Member of the Chamber of Deputies
- In office 15 May 1965 – 15 May 1973
- Constituency: 7th Departamental Group

Personal details
- Born: 7 January 1921 Santiago, Chile
- Died: 26 March 1987 (aged 66) Santiago, Chile
- Party: Conservative Party; Christian Democratic Party; Christian Left;
- Spouse: María Eyquem Burucua
- Children: 10
- Occupation: Politician

= Fernando Buzeta =

Chilean politician (1921–1987)

Fernando Raimundo Buzeta González (7 January 1921 – 26 March 1987) was a Chilean politician.

He served as Deputy for the 7th Departamental Group (Santiago, Second District) during the XLV Legislative Period (1965–1969) and the XLVI Legislative Period (1969–1973).

==Early life==
Buzeta was born in Santiago on 7 January 1921, the son of Belisario Buzeta Erazo and María González Gómez. He studied at the Colegio San Ignacio beginning in 1931, spent one year at the Arturo Prat Naval Academy in 1936, and later attended the Instituto Andrés Bello.

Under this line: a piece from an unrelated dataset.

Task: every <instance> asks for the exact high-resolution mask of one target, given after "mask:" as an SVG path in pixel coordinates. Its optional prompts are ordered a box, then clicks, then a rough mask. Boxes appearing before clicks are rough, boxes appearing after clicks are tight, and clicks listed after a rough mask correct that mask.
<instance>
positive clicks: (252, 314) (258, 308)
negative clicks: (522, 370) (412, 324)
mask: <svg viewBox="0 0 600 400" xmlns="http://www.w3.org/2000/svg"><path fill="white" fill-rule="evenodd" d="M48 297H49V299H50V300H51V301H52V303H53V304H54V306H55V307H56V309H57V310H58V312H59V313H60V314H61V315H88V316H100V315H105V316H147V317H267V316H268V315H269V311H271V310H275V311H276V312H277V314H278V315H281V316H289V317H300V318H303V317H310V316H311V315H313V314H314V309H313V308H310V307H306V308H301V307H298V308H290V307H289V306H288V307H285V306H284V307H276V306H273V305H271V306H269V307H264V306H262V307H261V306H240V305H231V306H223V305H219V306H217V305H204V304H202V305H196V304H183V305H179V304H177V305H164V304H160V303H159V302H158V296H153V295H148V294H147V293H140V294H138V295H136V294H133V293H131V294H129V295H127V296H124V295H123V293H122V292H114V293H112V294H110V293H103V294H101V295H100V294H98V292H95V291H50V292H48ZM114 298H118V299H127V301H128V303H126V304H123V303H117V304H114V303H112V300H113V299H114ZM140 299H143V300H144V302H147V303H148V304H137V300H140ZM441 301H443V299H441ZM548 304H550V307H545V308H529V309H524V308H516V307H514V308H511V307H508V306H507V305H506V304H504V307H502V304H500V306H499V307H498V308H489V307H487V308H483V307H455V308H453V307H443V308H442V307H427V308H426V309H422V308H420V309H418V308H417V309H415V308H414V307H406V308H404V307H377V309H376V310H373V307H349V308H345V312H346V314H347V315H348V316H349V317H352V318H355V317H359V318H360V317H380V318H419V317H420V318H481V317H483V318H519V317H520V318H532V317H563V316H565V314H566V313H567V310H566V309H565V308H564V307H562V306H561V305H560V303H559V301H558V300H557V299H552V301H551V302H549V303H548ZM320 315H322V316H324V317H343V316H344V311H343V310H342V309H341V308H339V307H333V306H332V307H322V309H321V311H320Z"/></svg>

He married María Eyquem Burucua in Santiago on 24 September 1944; they had ten children.

==Political career==
Buzeta first joined the Conservative Party, later moving to the Christian Democratic Party (PDC). In the 1965 elections he was elected Deputy for the 7th Departamental Group (Santiago, Second District) for the 1965–1969 term, sitting on the Standing Committee on Economy and Commerce.

Reelected in the 1969 elections (1969–1973), he again sat on the Standing Committee on Economy, Development and Reconstruction. On 30 July 1971, he resigned from the PDC and became one of the founders of the Christian Left.

He died in Santiago on 26 March 1987.